Both men had secretly suspected the same thing: if the convoy scattered, the only two people guaranteed to survive the night were each other.
One was a brilliant, pragmatic strategist with an unknown number of aces still hidden up his sleeve. The other was a cold-blooded, highly adaptable killer who would do absolutely anything to survive.
“Just you?” Chen Ye asked, glancing past Chu Che into the fog.
“Just me, Uncle Bao, and Xiao Wang,” Chu Che said, his smile fading, a shadow of deep exhaustion crossing his eyes. “We haven’t found anyone else yet.”
“Relax. Iron Lion is practically indestructible; ordinary anomalies can’t even scratch him,” Chen Ye offered, leaning against the truck. “Sun Qianqian is sharp enough to keep herself alive. And Ding Dong is with her, so they should be fine.”

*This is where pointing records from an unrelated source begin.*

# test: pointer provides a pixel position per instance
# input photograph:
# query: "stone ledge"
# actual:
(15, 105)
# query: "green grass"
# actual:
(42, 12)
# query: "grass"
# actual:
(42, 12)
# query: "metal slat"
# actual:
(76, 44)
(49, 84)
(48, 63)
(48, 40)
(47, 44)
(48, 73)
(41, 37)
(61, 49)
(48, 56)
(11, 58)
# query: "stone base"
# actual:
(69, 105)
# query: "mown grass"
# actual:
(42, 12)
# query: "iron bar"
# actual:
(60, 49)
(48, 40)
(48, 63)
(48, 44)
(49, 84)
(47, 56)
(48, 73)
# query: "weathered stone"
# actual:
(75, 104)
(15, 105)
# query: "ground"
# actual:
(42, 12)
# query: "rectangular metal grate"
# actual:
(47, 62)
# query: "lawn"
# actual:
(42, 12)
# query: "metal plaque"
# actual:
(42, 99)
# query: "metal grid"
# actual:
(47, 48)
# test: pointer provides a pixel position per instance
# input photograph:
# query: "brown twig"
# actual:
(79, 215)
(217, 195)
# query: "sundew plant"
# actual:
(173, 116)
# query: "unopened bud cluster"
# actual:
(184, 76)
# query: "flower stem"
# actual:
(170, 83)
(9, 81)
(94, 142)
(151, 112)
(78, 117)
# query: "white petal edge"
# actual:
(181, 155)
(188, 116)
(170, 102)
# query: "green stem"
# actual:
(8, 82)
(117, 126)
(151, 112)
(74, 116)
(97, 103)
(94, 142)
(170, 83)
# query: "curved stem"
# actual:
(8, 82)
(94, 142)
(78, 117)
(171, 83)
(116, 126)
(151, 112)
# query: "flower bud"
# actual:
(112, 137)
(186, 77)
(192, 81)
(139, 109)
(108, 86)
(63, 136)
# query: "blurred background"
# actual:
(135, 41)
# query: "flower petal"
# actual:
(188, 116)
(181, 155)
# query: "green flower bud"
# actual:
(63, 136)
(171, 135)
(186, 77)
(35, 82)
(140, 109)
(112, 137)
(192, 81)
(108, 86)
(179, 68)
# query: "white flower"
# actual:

Chu Che let out a heavy sigh. “I’m not worried about the girls. I’m worried about Iron Lion. The guy is a complete idiot.”
Chen Ye: “…”
He couldn’t argue with that. He nodded in profound agreement.
Iron Lion was undeniably the most naive, pure-hearted cultivator in the entire convoy. The only reason he drove that massive, slow-moving school bus was so he could physically shield as many helpless survivors as possible. It was the same reason he had insisted on a communal food-rationing system.
If anyone was going to die trying to save dead weight, it was Iron Lion.
When the convoy had violently scattered at the primary school, Chen Ye had noticed the largest panicked mob of survivors swarming Iron Lion’s bus.
It’s a coin toss, Chen Ye thought grimly. Either Iron Lion somehow managed to drag the largest group of survivors to safety, or they all dragged him down and died together.
Having exchanged pleasantries, Chen Ye fully dismissed the last lingering wisps of his smoke.
If Chu Che had safely navigated this area, it meant the immediate vicinity was clear of high-tier anomalies. If there was danger, the first thing out of the captain’s mouth would have been “Run!”
A few dozen yards away, emerging from the fog, was Chu Che’s heavily modified off-road SUV.
The roof rack was still piled high with strapped-down supplies. Aside from a few fresh dents and deep scratches along the reinforced side panels, the vehicle looked remarkably intact. It was in much better shape than Chen Ye’s battered, bloodstained pickup.
Over the last few months, Chu Che’s SUV had proven to be an absolute mechanical marvel. It simply refused to break down.
Xiao Wang, the convoy’s nervous assistant, was pacing anxiously by the SUV’s open door. When he saw Chen Ye emerge from the fog, his shoulders visibly slumped in relief, and he quickly jogged over to greet him.
But before Chen Ye could ask about Uncle Bao’s condition, he noticed something deeply unsettling.
When he had fallen asleep earlier, the morning fog had been thick, but it was manageable. Now? The fog was a suffocating, dense wall of gray.
“Is it just me, or is this fog… way too thick?” Chen Ye asked, frowning at the impenetrable wall of white surrounding them.
“It’s not just you,” Chu Che said, his expression hardening. “Once we got clear of Rong City’s city limits, the blizzard stopped completely. But this fog… it wasn’t nearly this dense an hour ago.”
“First it was an endless desert, then a supernatural blizzard, and now we’re driving through a bowl of milk,” Chen Ye muttered, shaking his head. “Does the apocalypse even have normal weather anymore?”
“If it was normal, it wouldn’t be the apocalypse,” Chu Che replied dryly. He turned to look at Chen Ye, a flicker of genuine anticipation in his eyes. “Yezi, your cultivation path is entirely based on controlling smoke and mist, right? Try it. See if you can manipulate this fog.”
If Chen Ye could clear a path through this unnatural weather phenomenon, their chances of survival in the coming days would skyrocket.